Friday, October 19, 2007

TOFFEE-TOPPED BARS

15 minutes preparation, 35 minutes baking

Makes 24 brownies

2 cups firmly packed brown sugar
2 cups all-purpose flour
1/2 cup (1 stick) butter or margarine, softened
1 teaspoon baking powder ~ teaspoon salt
1 teaspoon vanilla extract
1 cup milk
1 egg
1 cup semi-sweet chocolate chips
1/2 cup chopped walnuts
1/2 cup unsweetened flaked coconut (optional)

1 Preheat oven to 350°F. Lightly grease a 13 x 9-inch baking pan; set aside.
2 In a large mixing bowl, mix together the brown sugar and flour.
3 Using a pastry cutter or two knives, cut in the butter until mixture resembles coarse crumbs.
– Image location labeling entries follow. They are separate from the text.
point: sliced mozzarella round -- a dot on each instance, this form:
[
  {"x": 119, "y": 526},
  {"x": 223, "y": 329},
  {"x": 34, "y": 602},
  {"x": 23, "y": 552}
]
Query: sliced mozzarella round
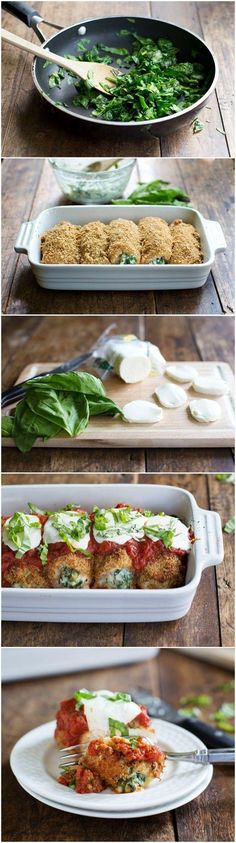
[
  {"x": 142, "y": 412},
  {"x": 170, "y": 395},
  {"x": 22, "y": 532},
  {"x": 204, "y": 410},
  {"x": 98, "y": 710},
  {"x": 63, "y": 523},
  {"x": 157, "y": 525},
  {"x": 181, "y": 372},
  {"x": 211, "y": 385},
  {"x": 132, "y": 368},
  {"x": 118, "y": 532}
]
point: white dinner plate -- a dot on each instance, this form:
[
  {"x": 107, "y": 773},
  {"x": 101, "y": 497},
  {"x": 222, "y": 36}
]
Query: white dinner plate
[
  {"x": 34, "y": 761},
  {"x": 128, "y": 814}
]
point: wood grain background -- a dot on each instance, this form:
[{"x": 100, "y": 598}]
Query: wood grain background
[
  {"x": 31, "y": 128},
  {"x": 40, "y": 339},
  {"x": 210, "y": 621},
  {"x": 29, "y": 187},
  {"x": 172, "y": 675}
]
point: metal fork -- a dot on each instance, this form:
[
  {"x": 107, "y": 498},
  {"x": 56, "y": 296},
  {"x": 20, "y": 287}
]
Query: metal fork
[{"x": 197, "y": 756}]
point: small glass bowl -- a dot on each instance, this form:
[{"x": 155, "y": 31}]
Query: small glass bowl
[{"x": 91, "y": 188}]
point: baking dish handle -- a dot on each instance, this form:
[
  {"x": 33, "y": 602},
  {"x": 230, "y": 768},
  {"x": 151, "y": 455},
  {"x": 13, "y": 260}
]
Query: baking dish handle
[
  {"x": 23, "y": 239},
  {"x": 213, "y": 547},
  {"x": 216, "y": 235}
]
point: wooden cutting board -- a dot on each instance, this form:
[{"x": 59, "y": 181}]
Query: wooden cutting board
[{"x": 177, "y": 429}]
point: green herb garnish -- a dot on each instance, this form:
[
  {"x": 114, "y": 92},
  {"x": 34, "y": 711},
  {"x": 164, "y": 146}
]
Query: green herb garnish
[
  {"x": 153, "y": 82},
  {"x": 117, "y": 726}
]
Remove 1 cup of mixture and set aside.
4 To mixture in large bowl, add baking powder and salt. Using a fork, lightly beat in vanilla, milk and egg.
5 Continue beating until a smooth batter forms. Pour batter into prepared baking pan.
6 In a small bowl, combine the chocolate chips and walnuts. Fold in the coconut.
7 Sprinkle reserved crumb mixture over top of batter in pan. Sprinkle with the chocolate chips and walnuts.
8 Using a long flat spatula, spread topping evenly over the top of the batter in pan.
9 Bake bars for 35 minutes, or until a skewer inserted in center comes out clean.
10 Transfer pan to a wire rack. Cool bars in pan completely before slicing.
11 Using a serrated knife, cut into 24 bars. Store in airtight container for up to 5 days.


Baking Tips
Measuring ingredients accurately is one of the essential elements for
successful baking. When measuring brown sugar, spoon the sugar into a
measuring cup, then press down firmly with the back of the spoon to expel all air pockets. Level off the top with the flat edge of a spatula or knife.